Facet-by-Facet Comparability Operate

That is the core of the experiment. The examine operate runs the identical question via each retrievers concurrently and prints the leads to a two-column structure — BM25 on the left, embeddings on the appropriate — so the variations are instantly seen on the identical rank place.

def examine(question: str, top_k: int = 3):
    bm25_results    = bm25_search(question, top_k)
    embed_results   = embedding_search(question, top_k)
 
    print(f"n{'═'*70}")
    print(f"  QUERY: "{question}"")
    print(f"{'═'*70}")
 
    print(f"n  {'BM25 (key phrase)':<35}  {'Embedding RAG (semantic)'}")
    print(f"  {'─'*33}  {'─'*33}")
 
    for rank, (b, e) in enumerate(zip(bm25_results, embed_results), 1):
        b_preview = b['text'][:55].exchange('n', ' ')
        e_preview = e['text'][:55].exchange('n', ' ')
        identical = "⬅ identical" if b['chunk_id'] == e['chunk_id'] else ""
        print(f"  #{rank} [{b['chunk_id']:02d}] {b['score']:.4f}  {b_preview}...")
        print(f"     [{e['chunk_id']:02d}] {e['score']:.4f}  {e_preview}...  {identical}")
        print()

examine("BM25 time period frequency inverse doc frequency")
examine("what's RAG and why does it scale back hallucinations")
examine("cosine similarity between vectors")
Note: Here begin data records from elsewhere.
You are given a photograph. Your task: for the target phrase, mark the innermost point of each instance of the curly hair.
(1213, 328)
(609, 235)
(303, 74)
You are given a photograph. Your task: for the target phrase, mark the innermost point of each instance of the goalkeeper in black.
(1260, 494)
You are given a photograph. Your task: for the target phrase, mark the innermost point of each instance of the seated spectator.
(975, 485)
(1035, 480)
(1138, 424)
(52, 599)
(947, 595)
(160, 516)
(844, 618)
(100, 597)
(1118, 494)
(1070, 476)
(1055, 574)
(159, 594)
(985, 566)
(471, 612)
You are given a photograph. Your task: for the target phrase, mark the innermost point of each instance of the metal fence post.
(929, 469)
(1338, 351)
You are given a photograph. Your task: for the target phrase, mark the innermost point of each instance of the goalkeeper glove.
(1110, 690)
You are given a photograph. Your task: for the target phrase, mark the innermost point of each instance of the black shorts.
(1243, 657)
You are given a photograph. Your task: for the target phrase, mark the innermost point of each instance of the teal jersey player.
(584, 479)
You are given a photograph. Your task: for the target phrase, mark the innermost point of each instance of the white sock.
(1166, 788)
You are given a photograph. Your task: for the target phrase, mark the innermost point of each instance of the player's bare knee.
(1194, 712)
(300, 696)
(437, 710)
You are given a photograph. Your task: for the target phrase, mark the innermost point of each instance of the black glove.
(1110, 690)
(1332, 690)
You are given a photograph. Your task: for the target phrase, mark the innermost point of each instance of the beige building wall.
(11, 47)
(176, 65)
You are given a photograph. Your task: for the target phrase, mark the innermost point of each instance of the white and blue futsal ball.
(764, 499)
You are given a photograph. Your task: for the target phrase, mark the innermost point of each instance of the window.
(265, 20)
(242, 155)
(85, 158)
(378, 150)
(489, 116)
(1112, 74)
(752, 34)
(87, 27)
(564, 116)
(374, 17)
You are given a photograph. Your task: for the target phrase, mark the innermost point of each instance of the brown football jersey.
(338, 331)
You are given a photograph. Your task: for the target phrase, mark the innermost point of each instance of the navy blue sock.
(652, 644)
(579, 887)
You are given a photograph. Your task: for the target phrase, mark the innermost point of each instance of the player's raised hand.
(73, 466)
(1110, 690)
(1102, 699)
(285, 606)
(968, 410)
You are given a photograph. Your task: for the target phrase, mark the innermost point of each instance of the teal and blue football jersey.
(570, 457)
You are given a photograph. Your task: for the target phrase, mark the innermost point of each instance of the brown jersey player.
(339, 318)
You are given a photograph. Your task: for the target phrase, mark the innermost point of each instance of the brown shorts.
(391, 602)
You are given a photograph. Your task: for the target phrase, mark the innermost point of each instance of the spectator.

Try the Full Pocket book right here. Additionally, be happy to comply with us on Twitter and don’t overlook to hitch our 120k+ ML SubReddit and Subscribe to our E-newsletter. Wait! are you on telegram? now you possibly can be a part of us on telegram as nicely.

I’m a Civil Engineering Graduate (2022) from Jamia Millia Islamia, New Delhi, and I’ve a eager curiosity in Information Science, particularly Neural Networks and their software in numerous areas.